Foxx told me she views the Northwestern case as a First Amendment and free speech issue, in which charges should not have been filed. She said she found the situation frustrating.
“The suggestion that these two students should be treated in the same vein as someone who is causing harm to community because they've chosen to do parody as a form of protest — is an insult to the criminal legal system,” Foxx said. She added that the case was a prime example of unnecessarily bringing matters into the criminal justice system.
In case you’re unfamiliar with spicy humor, here’s a quick breakdown. Parody, as with the case of the Northwestern students, is an attempt to imitate someone or something in an exaggerated manner for comedic effect. Satire often employs comedy to criticize behavior — it’s meant to have more of a pointed bite than parody alone.
Last summer, the Fifth Circuit Court of Appeals sided with a Louisiana man who made a Facebook post in early 2020 saying his local sheriffs’ department had orders to shoot people with COVID-19 on sight. Waylon Bailey’s post included a hashtag referencing a zombie movie starring Brad Pitt.
The Rapides Parish Sheriff's Office arrested Bailey, without a warrant, on “terrorizing” charges. Bailey sued, saying his arrest violated his First Amendment and Fourth Amendment rights — free speech and protection from unlawful search and seizures. The Fifth Circuit overturned a lower court’s ruling that Bailey’s post was unprotected speech.
In its decision, the Fifth Circuit said that Bailey’s post did not incite “imminent lawless action.” That language comes from the 1969 U.S. Supreme Court case Brandenburg v. Ohio, which also involved the Ku Klux Klan.
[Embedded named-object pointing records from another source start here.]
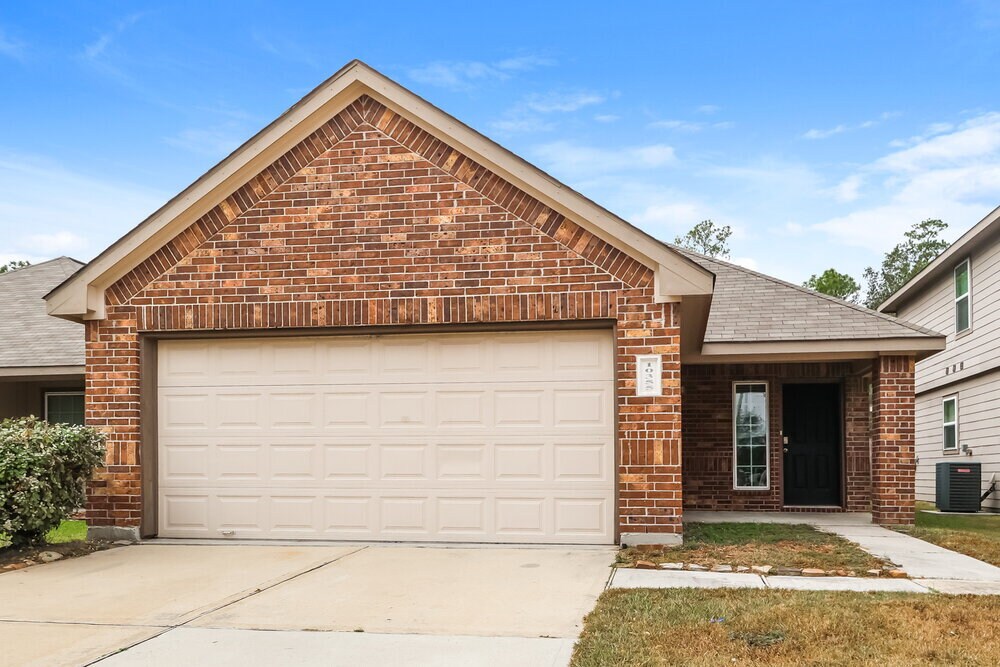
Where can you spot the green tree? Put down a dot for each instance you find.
(707, 238)
(836, 284)
(13, 265)
(920, 245)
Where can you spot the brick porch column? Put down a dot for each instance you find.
(893, 458)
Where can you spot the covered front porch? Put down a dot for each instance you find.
(794, 437)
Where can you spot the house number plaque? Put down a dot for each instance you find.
(648, 375)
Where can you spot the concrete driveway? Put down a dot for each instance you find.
(168, 604)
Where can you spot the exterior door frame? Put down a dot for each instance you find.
(841, 441)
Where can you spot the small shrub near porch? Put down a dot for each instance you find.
(43, 471)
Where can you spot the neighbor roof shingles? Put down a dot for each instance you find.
(750, 307)
(29, 336)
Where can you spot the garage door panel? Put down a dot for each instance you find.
(442, 516)
(540, 462)
(458, 437)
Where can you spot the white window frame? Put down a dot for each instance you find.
(767, 435)
(968, 293)
(944, 424)
(45, 399)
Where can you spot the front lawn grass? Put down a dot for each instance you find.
(976, 535)
(748, 544)
(68, 531)
(643, 628)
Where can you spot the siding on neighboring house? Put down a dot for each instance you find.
(969, 367)
(974, 350)
(978, 427)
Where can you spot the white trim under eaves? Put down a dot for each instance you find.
(41, 371)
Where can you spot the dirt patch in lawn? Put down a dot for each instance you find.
(750, 544)
(646, 628)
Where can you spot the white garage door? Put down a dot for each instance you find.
(486, 437)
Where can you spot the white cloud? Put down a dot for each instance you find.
(975, 139)
(673, 214)
(87, 215)
(214, 142)
(561, 102)
(841, 128)
(95, 49)
(952, 174)
(823, 134)
(574, 161)
(464, 74)
(848, 189)
(528, 115)
(681, 125)
(689, 125)
(287, 49)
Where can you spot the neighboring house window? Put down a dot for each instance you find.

But not all court cases arguing that jokes are free speech have the same conclusions.
In 2016, Ohio resident Anthony Novak created a Facebook page named after his local police department and began making satirical posts, including a claim about an available job posting that excluded minority applicants. The police department arrested Novak, jailed him for four days and searched his apartment.
Novak sued, arguing that his First and Fourth Amendment rights were violated. But a lower court granted the police officers involved in Novak’s ordeal qualified immunity, which protects government officials — including police — from lawsuits alleging rights violations unless those rights are “clearly established” under the law.
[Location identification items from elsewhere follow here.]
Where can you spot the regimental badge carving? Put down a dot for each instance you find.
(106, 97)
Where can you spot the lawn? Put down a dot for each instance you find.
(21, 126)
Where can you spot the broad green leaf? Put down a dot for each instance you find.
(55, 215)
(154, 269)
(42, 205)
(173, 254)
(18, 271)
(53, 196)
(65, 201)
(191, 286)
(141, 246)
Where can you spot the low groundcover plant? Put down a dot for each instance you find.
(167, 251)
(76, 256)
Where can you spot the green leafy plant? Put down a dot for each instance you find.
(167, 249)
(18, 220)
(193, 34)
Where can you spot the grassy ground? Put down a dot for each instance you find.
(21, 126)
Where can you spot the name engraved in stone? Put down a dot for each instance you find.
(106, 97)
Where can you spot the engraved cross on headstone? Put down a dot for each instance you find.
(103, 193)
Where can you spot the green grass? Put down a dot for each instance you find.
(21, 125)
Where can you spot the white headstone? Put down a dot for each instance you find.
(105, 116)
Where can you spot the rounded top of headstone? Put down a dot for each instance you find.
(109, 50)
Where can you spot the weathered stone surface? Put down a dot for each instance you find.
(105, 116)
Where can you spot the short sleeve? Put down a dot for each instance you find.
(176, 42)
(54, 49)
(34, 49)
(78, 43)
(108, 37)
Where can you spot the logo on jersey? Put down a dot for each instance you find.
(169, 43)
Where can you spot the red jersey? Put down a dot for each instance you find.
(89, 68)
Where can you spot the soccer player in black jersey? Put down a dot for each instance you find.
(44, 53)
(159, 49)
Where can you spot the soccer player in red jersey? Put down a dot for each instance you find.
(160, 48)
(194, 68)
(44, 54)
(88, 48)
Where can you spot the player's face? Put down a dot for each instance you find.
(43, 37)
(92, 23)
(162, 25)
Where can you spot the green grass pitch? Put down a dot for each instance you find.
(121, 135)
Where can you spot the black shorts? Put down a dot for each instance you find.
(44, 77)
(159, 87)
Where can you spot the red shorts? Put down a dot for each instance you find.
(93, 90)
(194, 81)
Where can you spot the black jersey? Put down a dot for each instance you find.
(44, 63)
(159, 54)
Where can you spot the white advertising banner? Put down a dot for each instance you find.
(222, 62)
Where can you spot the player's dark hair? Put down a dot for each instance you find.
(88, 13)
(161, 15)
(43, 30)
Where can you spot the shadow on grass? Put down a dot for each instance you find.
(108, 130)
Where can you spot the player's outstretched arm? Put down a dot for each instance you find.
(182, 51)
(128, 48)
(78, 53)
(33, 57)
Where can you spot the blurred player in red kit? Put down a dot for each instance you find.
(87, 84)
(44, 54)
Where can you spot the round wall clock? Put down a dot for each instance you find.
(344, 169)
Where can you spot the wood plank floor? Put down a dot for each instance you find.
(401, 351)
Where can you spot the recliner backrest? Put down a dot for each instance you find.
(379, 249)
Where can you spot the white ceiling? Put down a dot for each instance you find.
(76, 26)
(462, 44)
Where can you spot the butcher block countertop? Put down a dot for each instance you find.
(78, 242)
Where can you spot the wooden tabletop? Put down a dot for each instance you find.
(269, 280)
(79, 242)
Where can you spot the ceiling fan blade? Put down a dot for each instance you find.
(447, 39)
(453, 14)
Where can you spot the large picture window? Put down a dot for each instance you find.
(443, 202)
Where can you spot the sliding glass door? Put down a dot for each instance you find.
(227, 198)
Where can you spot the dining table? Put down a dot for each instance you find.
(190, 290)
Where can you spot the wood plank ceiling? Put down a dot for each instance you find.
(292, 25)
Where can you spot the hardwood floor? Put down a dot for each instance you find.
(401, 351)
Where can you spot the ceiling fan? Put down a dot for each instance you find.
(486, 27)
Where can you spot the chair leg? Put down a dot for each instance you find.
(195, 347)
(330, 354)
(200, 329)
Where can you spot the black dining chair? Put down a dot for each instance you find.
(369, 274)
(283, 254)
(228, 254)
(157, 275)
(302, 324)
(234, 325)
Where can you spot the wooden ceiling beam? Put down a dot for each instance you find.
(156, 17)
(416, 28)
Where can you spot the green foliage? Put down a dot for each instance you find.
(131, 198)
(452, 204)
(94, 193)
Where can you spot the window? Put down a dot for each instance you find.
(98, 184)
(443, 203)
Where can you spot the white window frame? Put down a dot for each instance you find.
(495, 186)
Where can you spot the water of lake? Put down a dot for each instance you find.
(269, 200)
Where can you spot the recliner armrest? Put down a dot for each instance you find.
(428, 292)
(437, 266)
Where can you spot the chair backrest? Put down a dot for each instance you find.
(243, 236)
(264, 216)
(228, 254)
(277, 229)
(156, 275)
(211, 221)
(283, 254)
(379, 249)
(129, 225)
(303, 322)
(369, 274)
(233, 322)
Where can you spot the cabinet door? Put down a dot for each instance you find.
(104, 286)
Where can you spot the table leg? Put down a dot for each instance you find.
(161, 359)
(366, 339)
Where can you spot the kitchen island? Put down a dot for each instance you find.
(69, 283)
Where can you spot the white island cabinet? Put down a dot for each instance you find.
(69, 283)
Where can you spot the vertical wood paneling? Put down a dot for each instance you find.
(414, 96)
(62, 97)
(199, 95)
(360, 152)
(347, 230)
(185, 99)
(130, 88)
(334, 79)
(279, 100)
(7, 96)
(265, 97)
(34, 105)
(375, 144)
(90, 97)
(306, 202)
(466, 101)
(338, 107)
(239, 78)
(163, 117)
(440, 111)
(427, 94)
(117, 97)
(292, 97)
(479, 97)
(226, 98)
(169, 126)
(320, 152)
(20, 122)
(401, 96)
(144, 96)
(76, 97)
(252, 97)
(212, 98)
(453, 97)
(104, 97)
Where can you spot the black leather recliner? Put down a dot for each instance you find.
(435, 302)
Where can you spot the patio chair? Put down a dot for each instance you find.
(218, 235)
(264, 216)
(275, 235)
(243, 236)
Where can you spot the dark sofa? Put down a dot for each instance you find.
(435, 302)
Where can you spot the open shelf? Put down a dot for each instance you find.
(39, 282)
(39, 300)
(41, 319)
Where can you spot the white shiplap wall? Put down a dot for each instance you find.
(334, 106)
Qualified immunity comes up frequently in First Amendment cases, including those that don’t involve satire or the police.
Novak appealed, and the case made its way to the U.S. Supreme Court. In February 2023, the justices rejected his appeal.
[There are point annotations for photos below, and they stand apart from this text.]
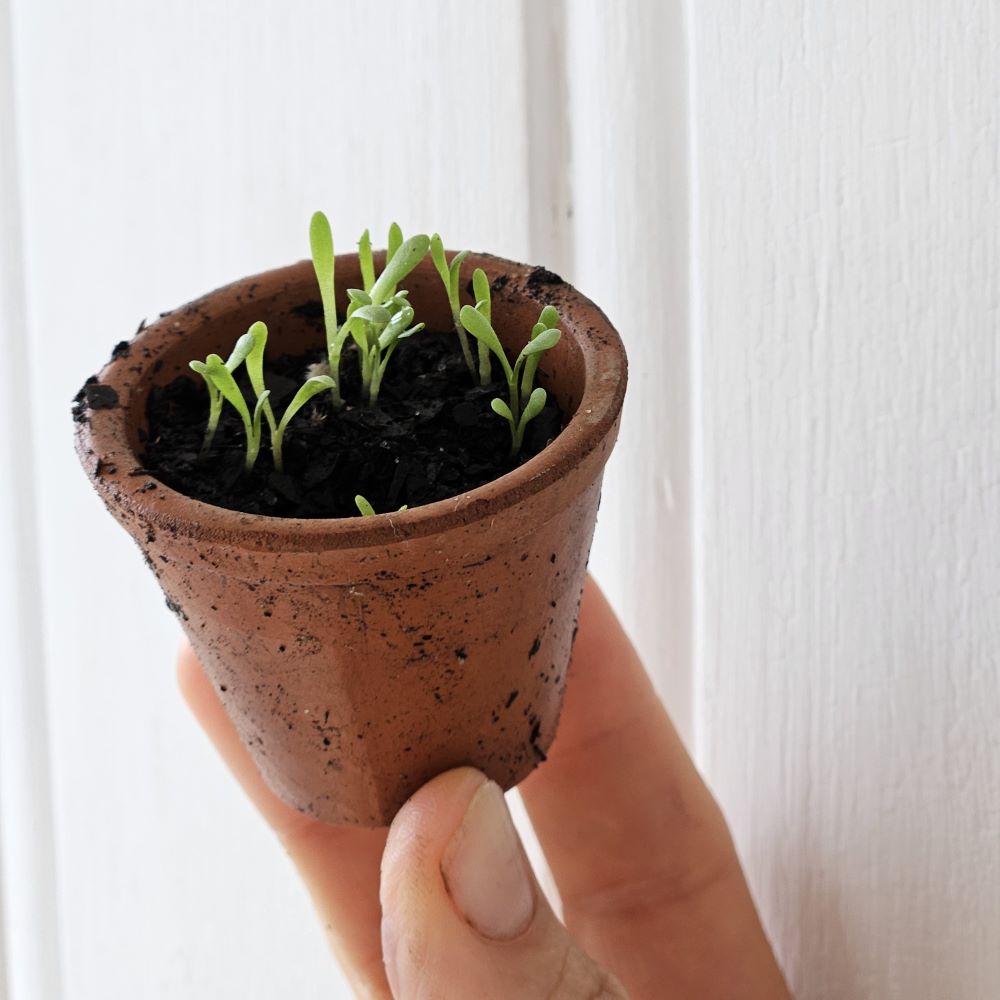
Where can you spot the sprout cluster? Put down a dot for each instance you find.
(378, 317)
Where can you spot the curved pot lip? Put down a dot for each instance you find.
(103, 446)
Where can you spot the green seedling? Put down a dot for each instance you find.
(367, 510)
(481, 293)
(524, 401)
(378, 316)
(372, 329)
(377, 330)
(216, 372)
(324, 264)
(451, 276)
(366, 259)
(215, 399)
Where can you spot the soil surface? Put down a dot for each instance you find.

But Novak’s case had some supporters, including the satirical news publication The Onion, which submitted an amicus brief to the Supreme Court.
“Americans can be put in jail for poking fun at the government? This was a surprise to America’s Finest News Source and an uncomfortable learning experience for its editorial team,” wrote the publication’s head writer, Mike Gillis.
He went on to explain how the lower court’s interpretation of parody could be harmful.
“The court’s decision suggests that parodists are in the clear only if they pop the balloon in advance by warning their audience that their parody is not true. But some forms of comedy don’t work unless the comedian is able to tell the joke with a straight face,” the brief reads. “Parody is the quintessential example. Parodists intentionally inhabit the rhetorical form of their target in order to exaggerate or implode it — and by doing so, demonstrate the target’s illogic or absurdity.”